Глаза Ангела
Шрифт:
Хонно закрыла лицо руками и заплакала. Большой Эзу подождал, пока она успокоится, и спросил:
— Почему вы плакали?
— Я вела себя глупо, пытаясь подражать в своем поведении настоящему воину. Это не для женщины, женщина слаба, только мужчине такое под силу.
— Неправильно. Быть настоящим воином — значит обладать боевым духом, возраст и пол здесь ни при чем. А у вас есть задатки борца, воина, я знаю, я почувствовал это во время нашего боя в додзо. Я ощутил силу вашей внутренней энергии — ва. Вы сражались с яростью, достойной любого мужчины, и получили от боя удовольствие. Совершенно так же, как и я, кстати.
— Но...
— Сердце воина должно быть свободно. Сердце воина закаляется в борьбе, в выполнении обязательств, предписываемых чувством долга — гири, и в соблюдении правил чести. Только это важно. А Гиин всего лишь человек.
— Но ведь я когда-то любила Гиина и, возможно, люблю до сих пор. И Эйкиси я люблю, он — мой муж.
— И Эйкиси, и Гиин, — не более, чем люди. Несовершенный, непостоянный материал. А идеалы воина неизменны, совершенны, чисты. Поверьте хотя бы в один из этих идеалов — и вы перестанете зависеть от кого или чего-либо.
— Я замужняя женщина, — с несчастным видом защищалась Хонно. — У меня есть обязанности перед мужем.
— Повторяю вам, госпожа Кансей, мужчины и женщины — материал ненадежный. Они лгут, изворачиваются, крадут, предают. Такова человеческая природа. Такова жизнь. Поставить себя в зависимость от мужчины или женщины — значит стать слабым, накликать беду. Воин не верит людям, и поэтому обретает великую силу.

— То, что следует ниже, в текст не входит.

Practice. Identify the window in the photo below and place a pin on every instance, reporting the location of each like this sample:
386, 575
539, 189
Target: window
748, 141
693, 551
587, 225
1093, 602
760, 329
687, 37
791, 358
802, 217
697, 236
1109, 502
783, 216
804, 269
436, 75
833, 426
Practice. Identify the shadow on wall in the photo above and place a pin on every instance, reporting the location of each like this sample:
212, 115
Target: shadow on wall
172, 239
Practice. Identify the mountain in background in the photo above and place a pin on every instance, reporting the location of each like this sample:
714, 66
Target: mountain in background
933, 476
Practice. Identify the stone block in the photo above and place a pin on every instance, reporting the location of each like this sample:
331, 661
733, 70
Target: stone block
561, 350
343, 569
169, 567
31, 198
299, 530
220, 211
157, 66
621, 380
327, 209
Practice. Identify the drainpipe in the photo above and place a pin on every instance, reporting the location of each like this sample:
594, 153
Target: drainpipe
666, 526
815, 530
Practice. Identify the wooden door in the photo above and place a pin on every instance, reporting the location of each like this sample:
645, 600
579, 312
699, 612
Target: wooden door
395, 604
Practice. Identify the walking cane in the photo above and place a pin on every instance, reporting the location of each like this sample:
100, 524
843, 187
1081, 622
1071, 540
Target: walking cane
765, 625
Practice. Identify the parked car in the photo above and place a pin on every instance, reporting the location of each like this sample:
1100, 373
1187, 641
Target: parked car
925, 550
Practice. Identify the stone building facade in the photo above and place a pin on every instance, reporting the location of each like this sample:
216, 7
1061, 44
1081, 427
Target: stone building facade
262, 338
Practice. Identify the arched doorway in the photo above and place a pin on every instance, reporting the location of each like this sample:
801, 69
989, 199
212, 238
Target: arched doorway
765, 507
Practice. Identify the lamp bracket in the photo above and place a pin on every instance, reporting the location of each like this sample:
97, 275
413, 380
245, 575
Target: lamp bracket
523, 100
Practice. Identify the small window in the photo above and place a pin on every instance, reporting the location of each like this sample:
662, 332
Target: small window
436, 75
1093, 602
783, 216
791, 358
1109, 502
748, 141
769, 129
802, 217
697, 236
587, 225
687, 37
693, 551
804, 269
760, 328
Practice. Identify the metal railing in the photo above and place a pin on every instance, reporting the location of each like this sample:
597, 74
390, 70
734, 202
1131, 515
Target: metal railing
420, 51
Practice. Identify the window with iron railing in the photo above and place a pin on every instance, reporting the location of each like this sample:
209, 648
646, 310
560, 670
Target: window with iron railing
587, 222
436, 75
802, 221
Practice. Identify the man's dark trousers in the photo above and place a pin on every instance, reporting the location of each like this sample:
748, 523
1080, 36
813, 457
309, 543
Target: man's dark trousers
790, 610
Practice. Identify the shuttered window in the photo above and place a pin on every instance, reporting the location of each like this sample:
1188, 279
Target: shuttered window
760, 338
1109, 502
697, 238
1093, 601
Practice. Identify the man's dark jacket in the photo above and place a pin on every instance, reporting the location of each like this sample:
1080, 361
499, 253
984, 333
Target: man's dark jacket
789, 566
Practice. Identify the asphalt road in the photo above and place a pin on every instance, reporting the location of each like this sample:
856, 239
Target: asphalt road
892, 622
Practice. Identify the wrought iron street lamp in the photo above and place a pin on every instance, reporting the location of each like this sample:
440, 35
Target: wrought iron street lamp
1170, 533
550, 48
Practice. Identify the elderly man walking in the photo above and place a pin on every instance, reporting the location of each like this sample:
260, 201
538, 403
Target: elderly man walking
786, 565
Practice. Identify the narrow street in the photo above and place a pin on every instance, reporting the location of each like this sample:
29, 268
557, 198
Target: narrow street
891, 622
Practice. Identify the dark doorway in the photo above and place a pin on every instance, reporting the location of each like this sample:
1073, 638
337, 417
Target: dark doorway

— Все слова, слова. Пустые слова.
Большой Эзу долго молчал, затем согласно кивнул.
— Вы правы, госпожа Кансей. И сегодня ночью мы от слов перейдем к делу.
Стемнело, когда они оказались на окраине Токио, в саду, полном зеленого мха и покоя. Словно изумруд, сверкал в свете луны темный и таинственный пруд. В саду находился публичный дом. Хозяйкой заведения была Мама-сан.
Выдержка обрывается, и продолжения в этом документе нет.